Nos fundos da FFLCH, as árvores abrem um intervalo na sisudez acadêmica. A poucos metros de mim, jovens estudantes fumam seus baseados. Não atrapalho a viagem dos outros. Tenho minha própria viagem, sem maconha dessa vez (faz tempo). Tiro o tênis. Faço os alongamentos sagrados. Estralo a espinha e os ombros, o peito e o pescoço. Estico os músculos e permaneço em alongamentos variados, um pouco pra cada membro alongado. Encho os pulmões com o ar fresco da tarde, os olhos fechados experimentando o sabor do oxigênio. Alivio o espírito, pensando nas coisas que deixei em Floripa e nas coisas que aspiro aqui. Me aproximo de uma árvore: “com licença, amiga, você é forte, me dá licença de subir no seu corpo de madeira viva, fica tranqüila, subo com carinho e respeito” e começo a subir, com cuidado pra não cair e não a machucar.
Numa forquilha grossa, consigo sentar confortavelmente, pela excelência do formato da forquilha e grossura dos galhos. O ar livre é puro, sem os vícios da sala de leitura, sem o clima pesado dos ambientes internos das faculdades e seus corredores onde desfilam doutores e pretensiosos estudantes. Estou no alto. Poucos olham pra cima: grande parte dos acadêmicos está ocupada com seus umbigos, e outros, com objetivos importantes. Descobri meu refúgio. Acaricio o tronco da amiga e sussurro baixinho no ouvido arbóreo as palavras do monge José Maria, herança que o Contestado deixou, “árvore é quase bicho e bicho é quase gente”, desço, pego minhas coisas, coloco a mochila. Depois subo de novo; na grossa forquilha, tiro os tênis e a mochila e encaixo as coisas numa outra forquilha, menor. Pego o texto que não havia terminado e retomo a leitura de onde havia parado, confortavelmente escorado no grosso galho da frondosa árvore da qual ainda não sei a espécie.

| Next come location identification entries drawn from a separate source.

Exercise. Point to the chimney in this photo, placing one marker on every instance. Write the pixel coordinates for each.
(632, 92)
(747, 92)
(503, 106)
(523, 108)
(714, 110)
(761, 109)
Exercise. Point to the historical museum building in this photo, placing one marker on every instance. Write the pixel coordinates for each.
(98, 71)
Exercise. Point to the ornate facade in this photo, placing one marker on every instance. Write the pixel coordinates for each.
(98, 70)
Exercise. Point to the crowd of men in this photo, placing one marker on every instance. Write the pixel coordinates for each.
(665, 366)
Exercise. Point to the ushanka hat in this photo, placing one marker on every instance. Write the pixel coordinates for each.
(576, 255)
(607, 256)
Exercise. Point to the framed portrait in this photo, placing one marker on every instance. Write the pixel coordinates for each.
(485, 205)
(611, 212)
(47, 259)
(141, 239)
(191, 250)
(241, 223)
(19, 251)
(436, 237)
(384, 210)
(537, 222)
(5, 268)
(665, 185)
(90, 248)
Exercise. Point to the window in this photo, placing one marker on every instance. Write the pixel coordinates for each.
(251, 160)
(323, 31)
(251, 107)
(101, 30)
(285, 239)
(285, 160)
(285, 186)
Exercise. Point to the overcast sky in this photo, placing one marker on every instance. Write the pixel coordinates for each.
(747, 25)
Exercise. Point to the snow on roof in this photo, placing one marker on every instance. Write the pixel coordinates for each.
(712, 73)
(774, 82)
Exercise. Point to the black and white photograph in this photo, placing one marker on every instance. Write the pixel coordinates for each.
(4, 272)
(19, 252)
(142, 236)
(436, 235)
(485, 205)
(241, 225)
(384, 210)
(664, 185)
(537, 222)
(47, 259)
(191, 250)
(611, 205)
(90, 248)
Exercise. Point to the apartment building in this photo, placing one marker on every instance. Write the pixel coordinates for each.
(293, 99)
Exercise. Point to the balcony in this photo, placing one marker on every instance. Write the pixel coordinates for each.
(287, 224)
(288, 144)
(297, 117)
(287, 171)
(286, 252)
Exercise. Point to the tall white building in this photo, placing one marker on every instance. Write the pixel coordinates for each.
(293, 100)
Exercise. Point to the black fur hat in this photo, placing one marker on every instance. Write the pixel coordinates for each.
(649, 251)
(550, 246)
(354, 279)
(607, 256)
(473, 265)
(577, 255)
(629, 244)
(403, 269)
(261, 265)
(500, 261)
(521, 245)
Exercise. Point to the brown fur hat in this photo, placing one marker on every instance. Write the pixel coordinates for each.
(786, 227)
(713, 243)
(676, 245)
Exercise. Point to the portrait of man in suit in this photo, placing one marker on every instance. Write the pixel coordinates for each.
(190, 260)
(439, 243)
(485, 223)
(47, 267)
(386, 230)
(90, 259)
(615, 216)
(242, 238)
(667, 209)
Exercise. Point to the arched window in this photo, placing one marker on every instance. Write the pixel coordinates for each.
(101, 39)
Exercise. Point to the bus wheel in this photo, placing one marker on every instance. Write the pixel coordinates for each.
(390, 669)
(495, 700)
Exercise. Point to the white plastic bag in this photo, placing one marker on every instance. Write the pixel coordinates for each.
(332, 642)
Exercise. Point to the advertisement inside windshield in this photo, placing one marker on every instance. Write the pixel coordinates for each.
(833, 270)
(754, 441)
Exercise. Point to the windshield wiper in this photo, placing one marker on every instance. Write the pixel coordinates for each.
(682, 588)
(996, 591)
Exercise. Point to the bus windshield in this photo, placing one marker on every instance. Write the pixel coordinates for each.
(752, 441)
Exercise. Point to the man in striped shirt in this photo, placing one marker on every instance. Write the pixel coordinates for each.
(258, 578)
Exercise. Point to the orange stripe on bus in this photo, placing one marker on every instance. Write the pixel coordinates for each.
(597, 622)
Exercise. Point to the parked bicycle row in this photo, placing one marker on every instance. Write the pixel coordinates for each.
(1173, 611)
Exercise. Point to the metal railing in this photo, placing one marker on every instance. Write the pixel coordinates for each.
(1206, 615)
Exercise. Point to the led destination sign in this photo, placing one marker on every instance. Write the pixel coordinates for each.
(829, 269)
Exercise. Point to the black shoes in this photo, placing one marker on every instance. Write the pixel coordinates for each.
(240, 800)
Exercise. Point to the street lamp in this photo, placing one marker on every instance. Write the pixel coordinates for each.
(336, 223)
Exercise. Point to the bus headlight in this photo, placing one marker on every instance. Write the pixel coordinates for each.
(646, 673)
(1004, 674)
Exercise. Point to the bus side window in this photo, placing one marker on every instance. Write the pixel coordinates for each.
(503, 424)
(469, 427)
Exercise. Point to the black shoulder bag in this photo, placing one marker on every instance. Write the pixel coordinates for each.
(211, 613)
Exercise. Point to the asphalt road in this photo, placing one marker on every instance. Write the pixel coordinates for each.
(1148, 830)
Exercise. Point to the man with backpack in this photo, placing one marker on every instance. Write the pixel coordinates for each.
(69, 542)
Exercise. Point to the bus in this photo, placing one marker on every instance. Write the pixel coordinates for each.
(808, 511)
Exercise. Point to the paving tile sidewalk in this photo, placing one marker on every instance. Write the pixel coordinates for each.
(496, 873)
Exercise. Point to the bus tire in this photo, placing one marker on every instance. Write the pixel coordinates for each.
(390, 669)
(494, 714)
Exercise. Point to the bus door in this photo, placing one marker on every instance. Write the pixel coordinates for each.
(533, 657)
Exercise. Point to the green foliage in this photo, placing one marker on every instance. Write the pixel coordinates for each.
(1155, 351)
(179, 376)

Enquanto o sol brilhar, vou ler o que devia ter lido horas antes. Ainda é tempo, sei. Afinal, aprendi, nesses anos todos, que errar o caminho não é se perder: é conhecer novas estradas.
Outro dia, organizo melhor minha leitura. Da forma que puder, sabendo que preciso calar meu coração e desligar meus ouvidos. Talvez precise aumentar meu nível de egoísmo. Certeza cruel e cínica: preciso sair da casa de meus pais. E morar mais perto da USP.